Having finished the Kazan zemstvo school, she started teaching in a Nogai Horde girls' school. Though it operated since 1883, only foreigner girls were educated there. Only after Nuralyhanova's appointment were Kazakh girls enrolled as well. Following her grandfather's interest in educating Kazakh people, she continued teaching, focusing on education outside the basics, including cultural and spiritual values, opening up a teaching yurt, and refusing a salary. In 1894, she opened her own school in the Nogai Horde, despite the opposition by the Astrakhan Governor.

Despite getting married, Nuralyhanova continued her career, even frequently visiting the intelligentsiya meetings in Uralsk and helping with the publication of the "Qazaqstan" newspaper. As a person sceptical of the Monarchy of Russia, she was warned by her husband Aron Qarataev to temporarily stop the publication to avoid political persecution.

An author of articles and a exceeding woman in a patriarchal society, her works were recognized by the thinkers of the time. Her students included the activist Alma Orazbaeva; wife of Seitkali Mendeshev, Räzia Meñdeşeva; mother of Manshuk Mametova, Ämina Mämetova; Nuralyhanova's daughter, Şahzada Şonanova; and others.

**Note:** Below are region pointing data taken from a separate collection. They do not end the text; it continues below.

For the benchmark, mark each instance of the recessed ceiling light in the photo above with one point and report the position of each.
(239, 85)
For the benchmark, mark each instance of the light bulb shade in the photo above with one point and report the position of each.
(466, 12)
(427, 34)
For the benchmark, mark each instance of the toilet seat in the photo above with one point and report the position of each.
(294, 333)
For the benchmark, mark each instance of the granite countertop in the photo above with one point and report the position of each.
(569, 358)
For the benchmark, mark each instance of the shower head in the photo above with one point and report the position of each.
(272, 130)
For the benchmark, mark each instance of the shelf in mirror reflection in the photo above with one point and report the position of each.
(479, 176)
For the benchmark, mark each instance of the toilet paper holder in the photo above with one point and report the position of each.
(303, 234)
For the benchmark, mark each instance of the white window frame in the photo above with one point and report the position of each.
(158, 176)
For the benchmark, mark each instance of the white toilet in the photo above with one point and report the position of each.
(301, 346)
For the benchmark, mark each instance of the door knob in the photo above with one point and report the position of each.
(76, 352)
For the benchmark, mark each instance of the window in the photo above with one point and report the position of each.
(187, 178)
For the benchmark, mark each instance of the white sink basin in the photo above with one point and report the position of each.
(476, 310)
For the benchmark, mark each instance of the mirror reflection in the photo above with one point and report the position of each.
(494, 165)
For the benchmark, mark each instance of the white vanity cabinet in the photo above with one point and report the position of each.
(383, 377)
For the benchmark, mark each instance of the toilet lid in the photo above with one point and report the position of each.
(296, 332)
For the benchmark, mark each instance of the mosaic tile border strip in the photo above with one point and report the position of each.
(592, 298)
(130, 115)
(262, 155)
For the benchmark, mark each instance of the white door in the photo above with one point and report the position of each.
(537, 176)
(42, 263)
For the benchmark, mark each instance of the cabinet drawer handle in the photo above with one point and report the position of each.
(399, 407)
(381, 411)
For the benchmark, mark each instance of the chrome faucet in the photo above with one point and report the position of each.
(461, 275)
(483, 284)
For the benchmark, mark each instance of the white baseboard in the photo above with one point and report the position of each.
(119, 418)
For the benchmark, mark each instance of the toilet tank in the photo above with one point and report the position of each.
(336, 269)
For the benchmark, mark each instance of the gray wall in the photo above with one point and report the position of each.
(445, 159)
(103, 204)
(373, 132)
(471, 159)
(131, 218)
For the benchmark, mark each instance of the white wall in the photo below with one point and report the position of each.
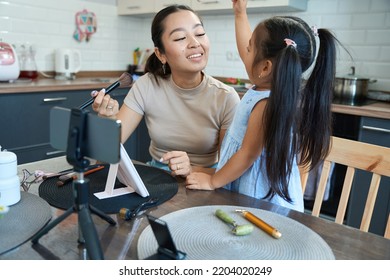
(361, 25)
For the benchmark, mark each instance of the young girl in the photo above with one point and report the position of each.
(280, 122)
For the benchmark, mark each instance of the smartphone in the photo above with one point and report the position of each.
(166, 247)
(101, 138)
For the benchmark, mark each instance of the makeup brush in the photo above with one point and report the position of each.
(125, 80)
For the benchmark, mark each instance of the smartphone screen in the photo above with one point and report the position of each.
(164, 238)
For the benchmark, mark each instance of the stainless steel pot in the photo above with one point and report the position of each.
(351, 88)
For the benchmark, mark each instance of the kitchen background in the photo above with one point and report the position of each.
(361, 25)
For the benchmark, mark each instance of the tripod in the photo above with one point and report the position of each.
(75, 156)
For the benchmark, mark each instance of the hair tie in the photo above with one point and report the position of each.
(315, 30)
(290, 42)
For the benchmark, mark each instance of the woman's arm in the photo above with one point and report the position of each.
(130, 121)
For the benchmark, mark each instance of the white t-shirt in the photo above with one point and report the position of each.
(184, 119)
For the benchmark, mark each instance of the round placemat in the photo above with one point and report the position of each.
(202, 236)
(159, 183)
(22, 221)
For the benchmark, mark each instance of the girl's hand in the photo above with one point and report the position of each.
(104, 105)
(178, 162)
(199, 181)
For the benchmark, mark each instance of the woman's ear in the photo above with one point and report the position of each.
(160, 56)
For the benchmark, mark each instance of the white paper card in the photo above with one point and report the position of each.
(127, 175)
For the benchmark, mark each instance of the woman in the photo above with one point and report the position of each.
(186, 111)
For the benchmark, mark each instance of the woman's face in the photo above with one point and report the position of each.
(186, 43)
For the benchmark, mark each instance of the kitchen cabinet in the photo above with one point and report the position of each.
(160, 4)
(374, 131)
(145, 7)
(150, 7)
(25, 121)
(223, 6)
(135, 7)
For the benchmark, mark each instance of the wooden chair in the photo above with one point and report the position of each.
(354, 155)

Near her later years, Nuralyhanova lived at her daughter Şonanova's house in Alma-Ata. After the arrest of Teljan and Şahzada Şonanova by the Bolsheviks, their apartment was taken away, and Nuralyhanova had nowhere to live. Alienated by her other relatives, her last place of residence is unknown, though a popular theory states that she died from the Kazakh famine in Alma-Ata in 1945.

== Personal life ==
Nuralyhanova was notable in her time as a proficient Russian speaker. She was also familiar with the ideas of Abai Qunanbaiuly and Ybyrai Altynsarin. She was married to Aron Qarataev. They had a daughter, Şahzada Şonanova (1903–1938), who was executed during the Great Purge at only 34 years old, and a son.

In March 2022, pictures of Nuralyhanova, alongside her husband and two children, have resurfaced from the Great Purge archives, as reported by Egemen Qazaqstan.